High inflow by FIIs could create problems for the economy: RBI

"A potentially worrying feature of capital flows to India has been the dominance of portfolio flows which are prone to sudden stops and reversals," the RBI said in a report on assessment of the health of financial sector.

The second financial stability report by the central bank also warned that "at present, stressed liquidity conditions warrant caution and a watchful management in the coming months".

During April-October 2010-11, Foreign Institutional Investor (FII) inflows increased sharply to USD 27.5 billion, compared to 18.4 billion a year ago. FII, also called portfolio investment, go largely into stock and debt markets.

With both financial and real sectors still under stress in advanced economies, the report said, "India will have to guard against vulnerabilities arising from risks to global growth and financial stability."

It said that the other soft spots in the financial sector include widening current account deficit, deteriorating external sector ratios and tight liquidity position, in addition to inflationary pressures.
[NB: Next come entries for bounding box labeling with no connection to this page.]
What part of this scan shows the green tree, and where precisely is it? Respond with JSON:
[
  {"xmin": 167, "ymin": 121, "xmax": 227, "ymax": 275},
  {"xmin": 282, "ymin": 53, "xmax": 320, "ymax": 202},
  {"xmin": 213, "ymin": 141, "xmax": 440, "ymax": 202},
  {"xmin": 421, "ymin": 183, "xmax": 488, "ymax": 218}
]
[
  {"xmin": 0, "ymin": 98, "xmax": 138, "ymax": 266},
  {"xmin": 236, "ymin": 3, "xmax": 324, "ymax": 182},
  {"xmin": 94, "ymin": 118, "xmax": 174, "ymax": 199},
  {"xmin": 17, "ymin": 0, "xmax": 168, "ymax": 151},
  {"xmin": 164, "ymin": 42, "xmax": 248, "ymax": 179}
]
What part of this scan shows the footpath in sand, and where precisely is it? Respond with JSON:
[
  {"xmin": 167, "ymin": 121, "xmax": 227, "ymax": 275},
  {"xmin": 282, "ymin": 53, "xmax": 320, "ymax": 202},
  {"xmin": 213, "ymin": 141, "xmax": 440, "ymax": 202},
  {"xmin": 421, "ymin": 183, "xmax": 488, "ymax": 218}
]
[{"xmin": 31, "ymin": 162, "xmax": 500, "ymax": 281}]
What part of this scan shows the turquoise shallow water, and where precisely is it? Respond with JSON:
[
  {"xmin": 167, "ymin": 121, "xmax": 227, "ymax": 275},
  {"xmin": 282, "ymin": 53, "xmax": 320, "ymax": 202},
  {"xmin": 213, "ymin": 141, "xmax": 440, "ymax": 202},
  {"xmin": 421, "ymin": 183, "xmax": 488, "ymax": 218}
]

The report also said that recent concerns regarding microfinance institutions (MFIs) warrant closer examination.

"The current account deficit is widening while capital flows continue to be dominated by volatile components. External sector ratios have deteriorated, fiscal conditions are still under pressure and inflationary pressures persist," it said.

Liquidity conditions tightened beyond the RBI's comfort level and some policy measures have recently been taken to alleviate the stress. Earlier this month, RBI announced measures to pump in Rs 48,000 crore. It will purchase sovereign securities worth Rs 48,000 crore within a month, a move that is expected to ease the situation of cash-strapped system.

RBI also cut Statutory Liquidity Ratio (SLR), which is a requirement for banks to keep portion of their deposits in government securities, cash and gold, by one percentage point to 24 per cent from 25 per cent.

Referring to the non-performing assets of the banks, the report said, asset quality of banks and their asset-liability management position continue to warrant monitoring. It said, "Regulatory gaps in the non-banking financial sector will need to be plugged. A robust macro prudential framework for identification of systemic risks will need to be set up."